Sprockets are used in bicycles, motorcycles, vehicles, tracked automobiles, and other machinery either to transmit rotary movement between two shafts where gears are unsuitable or to impart linear motion to a track, tape etc. Maybe the most common form of sprocket may be found in the bicycle, where the pedal shaft bears a large sprocket-wheel, which drives a chain, which, subsequently, drives a little sprocket on the axle of the rear wheel. Early automobiles had been also largely powered by sprocket and chain mechanism, a practice generally copied from bicycles.
Sprockets are of various designs, no more than efficiency getting claimed for each by the originator.

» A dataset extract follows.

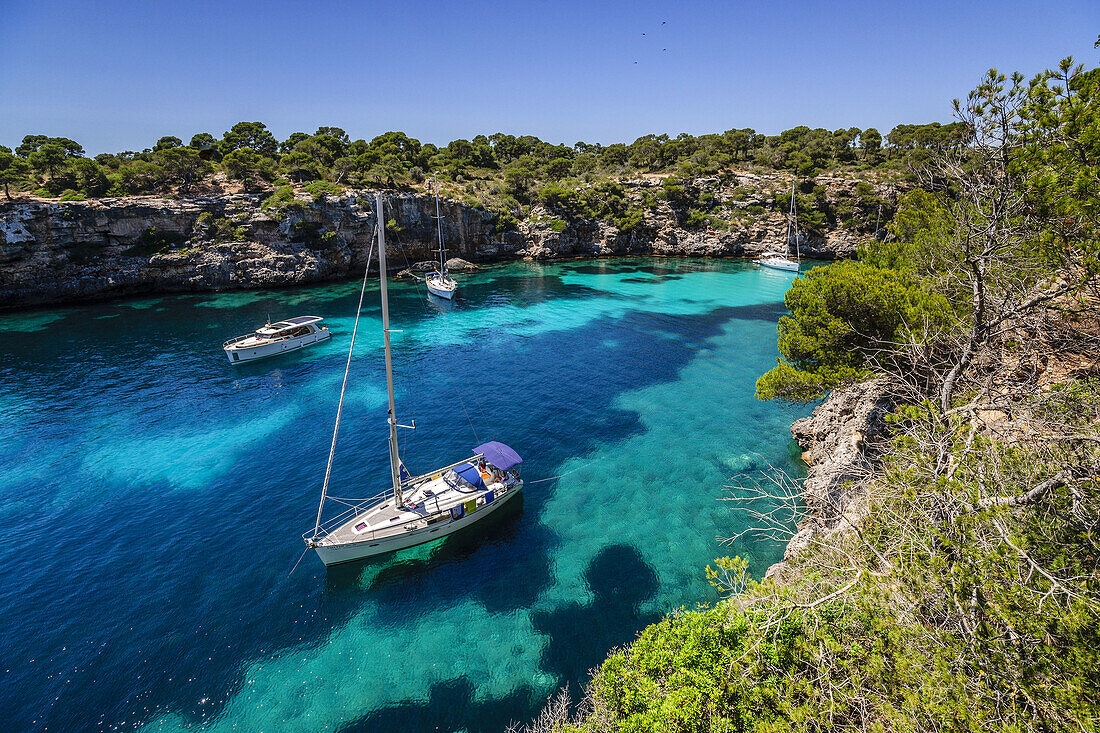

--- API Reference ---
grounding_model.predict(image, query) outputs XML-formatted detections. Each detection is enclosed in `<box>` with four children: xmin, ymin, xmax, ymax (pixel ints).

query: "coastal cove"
<box><xmin>0</xmin><ymin>257</ymin><xmax>810</xmax><ymax>731</ymax></box>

Sprockets typically do not have a flange. Some sprockets used in combination with timing belts have flanges to keep the timing belt centered. Sprockets and chains are also utilized for power transmission from one shaft to some other where slippage isn’t admissible, sprocket chains becoming used rather than belts or ropes and sprocket-wheels instead of pulleys. They can be operate at high speed and some kinds of chain are so constructed as to be noiseless actually at high speed.